At the close of the evidence the defendant moved for a directed verdict which motion was denied. The jury returned a verdict for the plaintiff. The defendant moved for a judgment notwithstanding the verdict and also for a new trial. The court denied both motions and the defendant excepts.
Ginsberg & Haskins, Sidney Haskins, Atlanta, for plaintiff in error.
Wotton, Long & Jones, Durham Schane, Atlanta, for defendant in error.
The plaintiff did not prove that the market value of the automobile at the time of the loss was greater than $1,000, the amount that had been paid to the creditor beneficiary named in the policy.
The plaintiff testified that the market value at the time of the loss was $1,740 but he stated that he arrived at such figure because that was the price he paid for the automobile and he thought it was worth what he paid for it.

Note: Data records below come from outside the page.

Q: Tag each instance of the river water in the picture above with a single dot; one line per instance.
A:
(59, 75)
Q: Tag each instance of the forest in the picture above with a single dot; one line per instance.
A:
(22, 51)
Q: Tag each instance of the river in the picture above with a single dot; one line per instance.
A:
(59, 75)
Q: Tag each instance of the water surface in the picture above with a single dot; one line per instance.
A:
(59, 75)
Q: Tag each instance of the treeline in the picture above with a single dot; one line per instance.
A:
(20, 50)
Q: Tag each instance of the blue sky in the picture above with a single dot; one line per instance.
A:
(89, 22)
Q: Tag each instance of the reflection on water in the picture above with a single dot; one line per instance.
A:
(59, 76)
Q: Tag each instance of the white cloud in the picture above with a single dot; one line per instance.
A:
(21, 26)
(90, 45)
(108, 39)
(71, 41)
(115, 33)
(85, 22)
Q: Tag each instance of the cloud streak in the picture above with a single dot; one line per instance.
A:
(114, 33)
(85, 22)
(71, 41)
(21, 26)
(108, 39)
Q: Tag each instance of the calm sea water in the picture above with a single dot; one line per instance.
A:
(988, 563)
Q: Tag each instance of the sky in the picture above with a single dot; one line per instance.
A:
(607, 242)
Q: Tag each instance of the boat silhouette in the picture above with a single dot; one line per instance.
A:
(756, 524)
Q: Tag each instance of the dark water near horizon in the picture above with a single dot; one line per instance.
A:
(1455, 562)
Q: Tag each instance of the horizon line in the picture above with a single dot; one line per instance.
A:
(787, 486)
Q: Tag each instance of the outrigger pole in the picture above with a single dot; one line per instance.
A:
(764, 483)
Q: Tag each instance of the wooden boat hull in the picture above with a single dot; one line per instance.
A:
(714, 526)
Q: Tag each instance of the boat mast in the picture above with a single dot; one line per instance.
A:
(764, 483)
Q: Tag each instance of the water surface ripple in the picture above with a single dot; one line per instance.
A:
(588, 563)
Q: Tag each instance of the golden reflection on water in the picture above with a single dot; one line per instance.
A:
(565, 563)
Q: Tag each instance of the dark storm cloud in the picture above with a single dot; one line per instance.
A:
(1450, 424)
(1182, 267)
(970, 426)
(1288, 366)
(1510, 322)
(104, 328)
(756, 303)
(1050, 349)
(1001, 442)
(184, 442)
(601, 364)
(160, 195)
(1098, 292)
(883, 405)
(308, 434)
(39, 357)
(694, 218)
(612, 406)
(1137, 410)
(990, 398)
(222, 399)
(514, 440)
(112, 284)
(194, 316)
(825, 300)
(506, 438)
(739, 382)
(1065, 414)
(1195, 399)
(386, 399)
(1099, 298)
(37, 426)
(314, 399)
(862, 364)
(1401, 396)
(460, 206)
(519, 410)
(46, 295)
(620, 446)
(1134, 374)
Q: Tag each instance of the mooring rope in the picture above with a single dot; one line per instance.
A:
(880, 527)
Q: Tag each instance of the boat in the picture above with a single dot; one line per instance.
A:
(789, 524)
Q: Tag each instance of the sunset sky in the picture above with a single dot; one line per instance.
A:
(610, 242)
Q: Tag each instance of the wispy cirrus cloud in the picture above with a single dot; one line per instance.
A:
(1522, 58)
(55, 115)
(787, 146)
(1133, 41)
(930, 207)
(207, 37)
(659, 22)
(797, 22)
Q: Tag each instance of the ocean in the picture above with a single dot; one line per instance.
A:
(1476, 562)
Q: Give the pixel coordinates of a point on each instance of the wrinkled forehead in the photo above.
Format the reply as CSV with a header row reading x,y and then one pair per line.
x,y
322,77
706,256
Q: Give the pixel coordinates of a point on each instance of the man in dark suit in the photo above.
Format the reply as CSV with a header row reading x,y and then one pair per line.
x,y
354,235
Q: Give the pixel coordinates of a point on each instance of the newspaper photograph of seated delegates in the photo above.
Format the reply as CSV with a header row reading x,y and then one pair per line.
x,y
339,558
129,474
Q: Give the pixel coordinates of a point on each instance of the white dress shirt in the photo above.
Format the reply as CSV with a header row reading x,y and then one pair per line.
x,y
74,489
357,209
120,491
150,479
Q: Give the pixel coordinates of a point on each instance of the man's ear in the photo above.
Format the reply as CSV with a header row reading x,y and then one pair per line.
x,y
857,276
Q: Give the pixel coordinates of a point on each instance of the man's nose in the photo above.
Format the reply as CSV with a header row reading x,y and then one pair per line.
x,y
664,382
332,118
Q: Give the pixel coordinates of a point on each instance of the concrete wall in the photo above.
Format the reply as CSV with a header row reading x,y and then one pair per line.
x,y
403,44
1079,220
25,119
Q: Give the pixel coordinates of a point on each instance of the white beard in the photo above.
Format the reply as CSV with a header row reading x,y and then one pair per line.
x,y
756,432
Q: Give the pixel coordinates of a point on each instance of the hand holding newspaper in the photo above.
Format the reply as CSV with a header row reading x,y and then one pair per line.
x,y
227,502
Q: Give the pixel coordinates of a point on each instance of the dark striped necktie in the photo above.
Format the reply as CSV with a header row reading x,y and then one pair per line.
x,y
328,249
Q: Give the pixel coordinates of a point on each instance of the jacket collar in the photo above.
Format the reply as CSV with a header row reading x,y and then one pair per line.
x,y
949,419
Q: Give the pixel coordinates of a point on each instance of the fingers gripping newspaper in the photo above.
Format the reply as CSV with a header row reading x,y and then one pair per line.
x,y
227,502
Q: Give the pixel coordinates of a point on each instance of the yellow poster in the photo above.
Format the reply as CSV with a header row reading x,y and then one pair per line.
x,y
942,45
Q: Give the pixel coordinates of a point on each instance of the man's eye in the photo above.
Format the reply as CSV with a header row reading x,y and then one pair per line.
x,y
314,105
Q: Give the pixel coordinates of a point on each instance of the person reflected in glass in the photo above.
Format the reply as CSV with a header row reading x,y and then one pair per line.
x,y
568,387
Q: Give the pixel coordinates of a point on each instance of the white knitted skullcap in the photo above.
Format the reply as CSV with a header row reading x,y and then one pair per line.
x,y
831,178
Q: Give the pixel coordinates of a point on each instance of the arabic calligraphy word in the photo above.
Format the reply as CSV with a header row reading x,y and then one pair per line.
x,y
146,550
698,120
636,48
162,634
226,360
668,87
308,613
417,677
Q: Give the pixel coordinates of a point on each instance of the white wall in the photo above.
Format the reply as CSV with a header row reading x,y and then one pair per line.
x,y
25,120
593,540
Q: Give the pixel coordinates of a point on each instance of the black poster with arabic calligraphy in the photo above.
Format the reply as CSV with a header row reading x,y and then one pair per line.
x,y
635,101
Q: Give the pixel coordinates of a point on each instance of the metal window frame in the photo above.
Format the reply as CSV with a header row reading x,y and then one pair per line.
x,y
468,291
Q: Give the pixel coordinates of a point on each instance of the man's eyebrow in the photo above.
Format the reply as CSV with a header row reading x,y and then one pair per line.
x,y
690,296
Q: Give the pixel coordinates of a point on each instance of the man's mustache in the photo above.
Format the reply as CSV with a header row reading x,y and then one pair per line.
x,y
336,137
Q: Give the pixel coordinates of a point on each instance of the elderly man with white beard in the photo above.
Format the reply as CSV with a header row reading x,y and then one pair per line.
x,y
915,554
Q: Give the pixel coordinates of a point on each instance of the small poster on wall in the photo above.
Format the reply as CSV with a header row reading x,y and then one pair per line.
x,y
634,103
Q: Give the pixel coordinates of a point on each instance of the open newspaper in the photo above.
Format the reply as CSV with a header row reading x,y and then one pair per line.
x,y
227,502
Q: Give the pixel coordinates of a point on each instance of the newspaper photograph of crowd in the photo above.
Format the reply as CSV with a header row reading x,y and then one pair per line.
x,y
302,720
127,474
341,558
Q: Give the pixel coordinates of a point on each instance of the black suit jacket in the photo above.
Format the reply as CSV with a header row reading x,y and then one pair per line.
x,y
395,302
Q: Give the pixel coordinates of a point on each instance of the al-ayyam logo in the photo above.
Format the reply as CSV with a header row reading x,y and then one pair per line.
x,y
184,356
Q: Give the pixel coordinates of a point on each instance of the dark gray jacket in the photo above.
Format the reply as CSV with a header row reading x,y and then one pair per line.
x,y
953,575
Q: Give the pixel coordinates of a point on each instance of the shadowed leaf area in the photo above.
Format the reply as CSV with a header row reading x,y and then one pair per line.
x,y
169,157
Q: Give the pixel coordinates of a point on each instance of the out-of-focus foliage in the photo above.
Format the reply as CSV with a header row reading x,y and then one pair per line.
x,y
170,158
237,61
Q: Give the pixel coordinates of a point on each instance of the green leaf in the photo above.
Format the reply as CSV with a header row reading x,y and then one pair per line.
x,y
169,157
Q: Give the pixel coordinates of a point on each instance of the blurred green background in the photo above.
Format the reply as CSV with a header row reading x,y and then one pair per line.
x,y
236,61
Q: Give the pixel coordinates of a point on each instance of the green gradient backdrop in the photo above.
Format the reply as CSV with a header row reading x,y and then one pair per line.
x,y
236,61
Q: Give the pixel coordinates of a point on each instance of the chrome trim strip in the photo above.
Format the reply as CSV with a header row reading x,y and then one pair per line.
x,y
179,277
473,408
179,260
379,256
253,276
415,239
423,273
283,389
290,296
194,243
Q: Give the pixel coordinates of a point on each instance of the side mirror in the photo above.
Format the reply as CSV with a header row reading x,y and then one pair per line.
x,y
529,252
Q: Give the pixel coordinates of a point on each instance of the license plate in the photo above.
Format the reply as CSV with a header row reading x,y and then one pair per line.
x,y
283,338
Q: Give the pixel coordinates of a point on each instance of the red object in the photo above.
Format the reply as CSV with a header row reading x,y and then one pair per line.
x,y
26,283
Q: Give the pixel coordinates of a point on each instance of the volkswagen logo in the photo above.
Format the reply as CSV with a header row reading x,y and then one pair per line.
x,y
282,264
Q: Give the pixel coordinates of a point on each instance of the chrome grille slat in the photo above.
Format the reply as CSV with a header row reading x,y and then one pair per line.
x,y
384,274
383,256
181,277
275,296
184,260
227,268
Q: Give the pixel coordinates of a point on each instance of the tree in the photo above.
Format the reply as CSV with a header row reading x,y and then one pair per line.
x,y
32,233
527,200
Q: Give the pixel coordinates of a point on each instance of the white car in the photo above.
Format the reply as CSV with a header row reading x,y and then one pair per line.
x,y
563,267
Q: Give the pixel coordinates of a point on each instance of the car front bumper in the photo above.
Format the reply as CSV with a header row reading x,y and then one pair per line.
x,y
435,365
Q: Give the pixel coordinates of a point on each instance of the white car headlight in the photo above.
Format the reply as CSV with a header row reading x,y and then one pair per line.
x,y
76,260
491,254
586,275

The evidence did show that the loss occurred six or seven weeks after the plaintiff purchased the car for $1,740 and the plaintiff testified that he had driven it very little. Ordinarily, a jury is authorized to make a finding as to market value based on the purchase price, the recentness of the purchase, the care given between the purchase and the loss, etc. (Atlantic Coast Line R. Co. v. Clements, 92 Ga.App. 451, 455, 88 S.E.2d 809);...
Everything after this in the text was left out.